何がほしいの?

マーケティングというのは、時代によって変わってきていることは肌で感じる。その急激な変化は、インターネットによって起こった。先日の近畿大学におけるホリエモンのメッセージはわかりやすかった。商品もそうで、ぼくらは、レコードがなくなることなんて、想像していなかったし、CDになったときには、こんなに小ちゃいの?とジャケット制作の面積が少なくなったことを残念に思ったものだ。そうしたら、いつの間にか、CDもなくなっちゃって、データになった。たしかに、欲しいものはこれなんだけど、そのデータもmp3が標準で、どうも勝手が変わってきた。いい音だの、原音がどうだのというより、アイデアがより重要になったとも受け取れる。ようするに、何が欲しいの?ということになってきているようだ。

いったいぼくらは何処を目指しているのか?人間はどこに行きたいのだろう?なんて、考えているうちに、世間の様子はドンドン変わっていく。それはそれでいい。易経がかかれた2500年前に、すでに変化しつづけるのが世の中であると書かれている。易経は英語では「book of changes」って言うそうだ。ようするに「変化の書」である。季節も人の世も常に変化しつづける。易の三義でいう「変易」だ。この三義というのは面白い。変易は、ようするに無常であることなんだけど、一時として変化しないものは無いということで、季節や桜を考えると、わかりやすい。

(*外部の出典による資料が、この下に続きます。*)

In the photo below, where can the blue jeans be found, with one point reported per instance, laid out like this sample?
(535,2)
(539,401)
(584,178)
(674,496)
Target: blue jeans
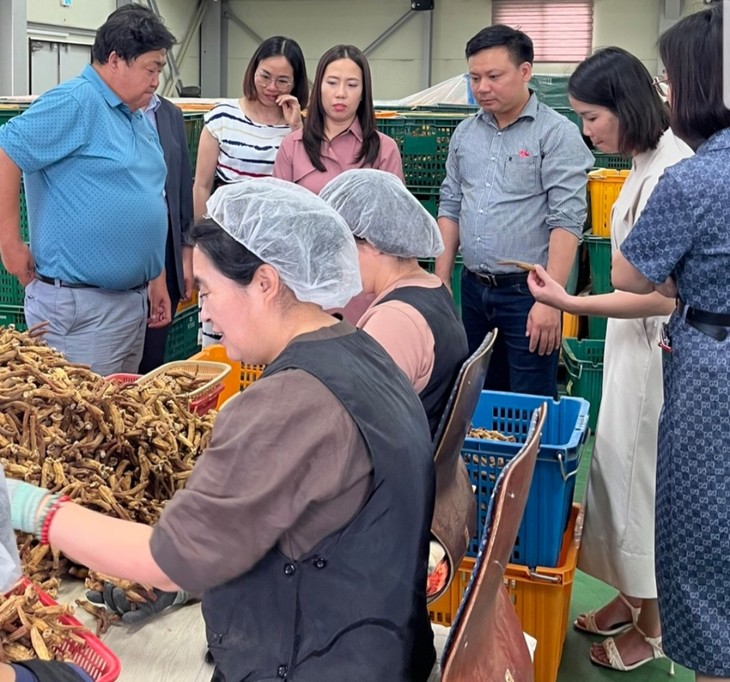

そして、その法則は「易簡」であるという。簡単、簡易なことだよというのだ。簡単というより、シンプルといったほうがピンとくる。自然の流れ、水は上から下へ流れる、熱を加えると蒸発する。雨となって、雪となって、また地上へもどる。この循環システムが変化であり、シンプルであるというイメージでぼくは捉えている。そして「不易」だという。これは矛盾しているように感じるけど、いつまでも変わらない・・・不変であるという意味なんだけど、あれ?って思いますよね。でも、自然の循環システムはシンプルで、それは不変であるという意味です。
・・・と、ぼくの文章はどこへいこうとしているのだろうか?ぼくの場合は、変化しすぎる傾向がある。書きたかったことはちょっとちがうことだったはずだ。
そうそう「何がほしいの?」ってことを、マーケティングの話から入って書こうと思ったら、また寄り道しちゃった。最近のウェブ上でのマーケティングは、わかりやすく言えば、えげつない。人の痛みをつっついて、販売する方法がほとんどだ。たしかに、これは商売と考えれば、それはそれで正しいとも言えるのだけど、いつからか、儲ければ勝ち、儲からなければ負け、という世の中になってしまったように感じる。
でも、もしかしたら、今のほうが正しいのかもしれないとふと思う。かつては、権威やメディアがいうことは、最初から信じていたし、活字になっていると、それが正しいと勘違いしていたことは100もある。そういう意味では、自己防衛をしなくてはいけない時代というより、自己防衛ができる世の中になったのかもしれない。それにしても、いったいぼくらは「何がほしいの?」と考える。
ぼくの場合は、今、わかったんだけど、見返りがほしいのだ。人は無償の愛とかいっているのが正しくて、それがいいのだけど、そうはいかない。どうがんばってみても賢人になれない、凡夫であるぼくは、見返りがほしいということを今感じている。
妻の反応が良くなってきたことは嬉しい。どうも、これに比例した反応を、ぼくにたいしてやってほしいという強い欲求が腹の底にあるのだと今、気がついた。
ちょっと前までは、いいよ、いいよ、疲れているんだから無表情は当たり前。たまにきたお客さんには、サービスをしなくちゃね。ぼくはいいよ、無理しなくていいさ。なんて、賢人のようなフリをしていたけど、やっぱりぼくにもしてほしい。たまに来る、友達にも、息子たちにも、孫にもサービスはしてもいい。でも、やっぱり僕にもサービスしてほしいのだ。こうやって、久しぶりに散歩しても、眠っちゃう。気持ち良さそうに眠っちゃう。こんな時くらい、眼をあけて、サービスすればいいのになー。妻はもう少し、僕にたいしてのマーケティングを考えるべきである。きっと僕はすぐに引っかかって、喜んでどんどんリハビリすることになるだろう。